Questions fréquentes
Conditions d’exercice
Une enquête sans indices objectifs préalables est qualifiée de fishing expedition et rend toute preuve recueillie irrecevable, y compris dans une procédure de licenciement pour faute grave.
| Condition | Exigence |
|---|---|
| Indices objectifs préalables | Faits concrets et documentés justifiant une suspicion sérieuse, pas un simple doute |
| Proportionnalité | Moyens calibrés aux enjeux ; choix le moins intrusif disponible |
| Limitation dans le temps | Durée maximale prédéfinie ; arrêt dès l'établissement des faits |
| Périmètre ciblé | Salarié(s) ou poste(s) concernés uniquement, pas extension à l'équipe entière |
| Habilitation | Liste nominative des personnes autorisées à conduire l'enquête |
| Documentation | Traçabilité de chaque acte d'enquête, des accès aux données et des décisions |
Modalités pratiques
Le mandat écrit d'enquête et la consultation préalable du DPO conditionnent la valeur probatoire des éléments recueillis devant le tribunal du travail.
| Démarche | Précision |
|---|---|
| Mandat écrit d'enquête | Décision formelle précisant les faits visés, le périmètre et la durée |
| Désignation d'enquêteurs | Personne(s) habilitée(s) interne(s) ou cabinet externe encadré par contrat (article 28 RGPD) |
| Consultation préalable du DPO | Avis sur la conformité RGPD du dispositif d'enquête |
| Information de la délégation | Sur la politique générale, sans révéler le cas individuel |
| Conservation séparée | Données d'enquête sur support sécurisé distinct, accès journalisé |
| Information du salarié | À la fin de l'enquête, communication des éléments retenus avant toute sanction |
| Suppression | Effacement des données collectées non retenues à l'issue de la procédure |
Pratiques et recommandations
Formaliser par écrit la décision d'engager l'enquête avec indication des indices préalables, du périmètre et de la durée — sans cette trace, la mesure devient illicite.
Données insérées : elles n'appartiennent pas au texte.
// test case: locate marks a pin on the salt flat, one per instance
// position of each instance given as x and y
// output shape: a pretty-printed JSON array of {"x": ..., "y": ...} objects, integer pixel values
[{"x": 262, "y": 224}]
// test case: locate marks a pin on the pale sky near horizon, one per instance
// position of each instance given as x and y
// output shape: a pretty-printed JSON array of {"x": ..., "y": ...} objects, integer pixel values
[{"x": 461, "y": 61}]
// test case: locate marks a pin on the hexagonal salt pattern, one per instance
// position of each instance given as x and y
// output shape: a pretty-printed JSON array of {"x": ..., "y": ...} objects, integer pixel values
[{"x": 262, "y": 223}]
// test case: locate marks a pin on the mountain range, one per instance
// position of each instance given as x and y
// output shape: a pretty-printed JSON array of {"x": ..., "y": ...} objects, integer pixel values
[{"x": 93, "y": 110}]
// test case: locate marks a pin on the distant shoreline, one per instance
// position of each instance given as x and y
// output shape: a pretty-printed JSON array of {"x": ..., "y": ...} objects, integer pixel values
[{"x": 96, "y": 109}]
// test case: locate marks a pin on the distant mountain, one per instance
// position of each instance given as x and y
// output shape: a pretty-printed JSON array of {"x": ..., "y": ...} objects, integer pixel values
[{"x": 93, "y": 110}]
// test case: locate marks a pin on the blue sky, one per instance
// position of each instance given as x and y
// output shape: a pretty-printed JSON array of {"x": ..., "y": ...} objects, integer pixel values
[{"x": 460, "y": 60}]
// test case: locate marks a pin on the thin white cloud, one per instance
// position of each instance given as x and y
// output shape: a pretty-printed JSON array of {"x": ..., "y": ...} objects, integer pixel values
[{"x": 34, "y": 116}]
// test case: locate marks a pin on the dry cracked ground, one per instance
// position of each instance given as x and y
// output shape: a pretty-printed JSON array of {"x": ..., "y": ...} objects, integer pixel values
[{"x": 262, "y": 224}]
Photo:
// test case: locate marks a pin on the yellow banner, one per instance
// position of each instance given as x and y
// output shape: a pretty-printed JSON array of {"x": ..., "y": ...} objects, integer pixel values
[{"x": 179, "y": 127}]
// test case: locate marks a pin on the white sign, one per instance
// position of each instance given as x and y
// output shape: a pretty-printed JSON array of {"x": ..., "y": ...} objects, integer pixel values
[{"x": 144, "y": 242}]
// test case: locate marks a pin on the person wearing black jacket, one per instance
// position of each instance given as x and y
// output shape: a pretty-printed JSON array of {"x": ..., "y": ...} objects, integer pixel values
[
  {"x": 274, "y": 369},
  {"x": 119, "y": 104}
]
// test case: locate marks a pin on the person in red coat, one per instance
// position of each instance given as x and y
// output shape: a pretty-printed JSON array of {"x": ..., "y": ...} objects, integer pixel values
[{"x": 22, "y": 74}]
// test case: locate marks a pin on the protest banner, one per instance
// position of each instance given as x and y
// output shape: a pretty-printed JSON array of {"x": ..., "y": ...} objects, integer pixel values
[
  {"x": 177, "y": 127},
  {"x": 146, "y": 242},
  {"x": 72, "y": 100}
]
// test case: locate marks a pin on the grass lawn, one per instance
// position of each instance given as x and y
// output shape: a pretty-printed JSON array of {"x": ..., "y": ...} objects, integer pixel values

Limiter strictement le nombre de personnes ayant accès aux données d'enquête, en privilégiant un cercle restreint avec habilitation nominative.
Encadrer par contrat tout cabinet externe sollicité pour l'enquête, avec clauses RGPD précises et engagement de confidentialité.
Conserver uniquement les données pertinentes pour la procédure disciplinaire ou judiciaire ; supprimer les autres dès la clôture.
Garantir au salarié l'accès à son dossier et le respect du contradictoire avant toute sanction fondée sur l'enquête.
Réexaminer périodiquement la nécessité de la mesure pendant son déroulement et l'arrêter dès que possible.
Cadre juridique
| Référence | Objet |
|---|---|
| Art. L.261-1 du Code du travail | Encadrement des traitements pour surveillance des salariés |
| Art. L.414-9 du Code du travail | Co-décision sur les installations de contrôle (≥ 150 salariés) |
| Règlement (UE) 2016/679 (RGPD) | Articles 5, 6, 9, 13, 28, 32 |
| Art. L.246-1 et suiv. du Code du travail (loi du 29 mars 2023) | Cadre du harcèlement moral au travail |
| Loi modifiée du 1er août 2018 | Protection des données à caractère personnel |
| Recommandations CNPD | Lignes directrices sur les enquêtes internes |
Note
Une enquête interne menée sans cadre juridique solide expose l'employeur à l'irrecevabilité des preuves, à l'annulation de la sanction disciplinaire fondée sur ces preuves et à des sanctions RGPD. Le salarié injustement surveillé peut obtenir des dommages-intérêts.